Mein Kampf : la question de l'intérêt de cet ouvrage qui prône un racisme d'État

Par Blandine Le Cain

 

Le livre politique d'Hitler a été retiré des rayons d'un espace culturel après la plainte d'un client. Ce retrait, après d'autres, que la loi n'impose pas, pose la question de l'intérêt de cet ouvrage qui prône un racisme d'État.

Légale, mais controversée. C'est ainsi que l'on pourrait qualifier la vente de Mein Kampf, ouvrage antisémite écrit par Adolf Hitler pendant son année de prison en 1923. Mercredi, le livre a été retiré de l'espace culturel du centre commercial de Saint-Amand-les-Eaux, dans le Nord. Sans injonction juridique, mais après le signalement d'un client au propriétaire du centre commercial, comme le raconte La Voix du Nord , le livre a été remplacé dans l'heure par... une biographie de Staline.
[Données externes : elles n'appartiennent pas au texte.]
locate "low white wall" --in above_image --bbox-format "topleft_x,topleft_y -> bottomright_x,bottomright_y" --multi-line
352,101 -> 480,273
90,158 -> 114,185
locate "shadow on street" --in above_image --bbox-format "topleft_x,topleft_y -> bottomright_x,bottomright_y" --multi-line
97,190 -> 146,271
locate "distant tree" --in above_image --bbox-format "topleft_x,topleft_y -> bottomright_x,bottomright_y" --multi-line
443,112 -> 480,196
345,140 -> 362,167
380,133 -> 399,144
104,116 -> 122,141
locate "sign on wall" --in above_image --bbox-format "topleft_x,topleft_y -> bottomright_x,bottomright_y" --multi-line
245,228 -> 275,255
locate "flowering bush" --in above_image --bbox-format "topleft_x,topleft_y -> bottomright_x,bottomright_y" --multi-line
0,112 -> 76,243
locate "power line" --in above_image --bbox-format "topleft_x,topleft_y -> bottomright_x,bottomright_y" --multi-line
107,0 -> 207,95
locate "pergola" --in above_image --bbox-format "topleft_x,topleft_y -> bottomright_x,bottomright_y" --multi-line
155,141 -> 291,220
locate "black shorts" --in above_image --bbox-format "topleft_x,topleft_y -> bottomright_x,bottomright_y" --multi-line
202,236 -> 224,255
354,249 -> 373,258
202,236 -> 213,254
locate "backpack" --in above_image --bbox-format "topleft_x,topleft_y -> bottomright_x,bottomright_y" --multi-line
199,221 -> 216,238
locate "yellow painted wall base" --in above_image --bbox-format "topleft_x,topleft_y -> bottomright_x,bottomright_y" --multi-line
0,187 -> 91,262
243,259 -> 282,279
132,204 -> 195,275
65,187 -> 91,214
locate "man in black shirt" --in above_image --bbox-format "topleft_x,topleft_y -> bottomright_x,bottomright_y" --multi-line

En juin, un libraire du Pas-de-Calais avait déjà dû retirer l'ouvrage de ses étals à la suite d'une initiative du Front de gauche local.

 

Ces retraits précipités sont devenus monnaie courante. Pourtant, la législation française n'interdit aucunement la commercialisation de Mein Kampf, depuis un arrêt de 1979 rendu par la cour d'appel de Paris. Saisie par des associations antiracistes qui souhaitaient faire interdire l'ouvrage, la cour avait tranché en autorisant la vente, au motif qu'il s'agit d'un «document indispensable pour la connaissance de l'histoire contemporaine». Sous réserve, cependant, que toute publication soit assortie d'un texte d'avertissement présentant le contexte historique et rappelant les crimes commis au nom de cette doctrine.

 

«Le retrait rajoute une aura autour du livre»

 

Mais peut-on mettre l'ouvrage clairement en avant, comme cela était le cas à Saint-Amand? «Le problème est symbolique», résume Antoine Vitkine, journaliste et auteur de l'ouvrage Mein Kampf, histoire d'un livre. «On peut concevoir qu'on n'ait pas envie de voir cet ouvrage mis en avant dans des librairies généralistes. Mais d'un point de vue légal, Mein Kampf est autorisé à la vente.» Ainsi, rien n'interdit de faire ressortir la couverture orange des Nouvelles Éditions Latines, seule maison à disposer des droits actuellement, parmi les livres en vente. L'ouvrage doit seulement être proposé dans les rayonnages consacrés à l'histoire.

 

Reste que les tentatives de retrait ou d'interdiction renforcent généralement l'intérêt qui y est apporté. «Ça rajoute une aura autour du livre», confirme Antoine Vitkine, bien qu'aucun élément ne permette de réellement quantifier ces influences. Évaluer l'audience de ce livre reste compliqué. Les Nouvelles Éditions Latines affirment au Figaro vendre «entre 300 et 400» éditions par an, «500 dans les bonnes années». «Il est difficile de savoir qui achète ce livre», indique le spécialiste. «Il y a évidemment des curieux, ainsi que des étudiants et des enseignants.» Il présume qu'il y a «sans doute aussi des personnes racistes et antisémites», mais ne voit pas dans l'ouvrage un risque réel de propagation des idées.

 

Un argument contre le négationnisme

 

Le livre n'est d'abord pas particulièrement facile à lire. «Toute une partie traite de la République de Weimar, dans des termes juridiques complexes», souligne Antoine Vitkine. Sur le fond également, l'auteur nuance le caractère dangereux de l'ouvrage. «Le texte est violent, mais c'est en quelque sorte un antidote contenu dans le poison», précise-t-il. Les thèses développées sont tellement virulentes qu'elles «rappellent ce à quoi elles ont donné naissance», et elles sont surtout «un argument de poids contre les négationnistes». Dans Mein Kampf, Hitler aborde point par point ce qu'il mettra en place une fois arrivé au pouvoir, de l'invasion de l'URSS à l'extermination des juifs.

 

En 2016, l'ouvrage passera dans le domaine public. Une étape juridique qui ne devrait pas changer grand-chose à sa commercialisation en France, où la question des droits d'auteur concerne surtout la traduction. Une version enrichie de documents et explications serait en préparation chez Fayard. Pour Antoine Vitkine, tenter d'interdire l'ouvrage ou de restreindre sa vente serait une erreur. «C'est assez ironique, mais avant-guerre, la question était presque la même. En France, le maréchal Lyautey avait écrit dans la préface du livre: “Tout Français doit lire ce livre”, pour mettre en garde contre Hitler.»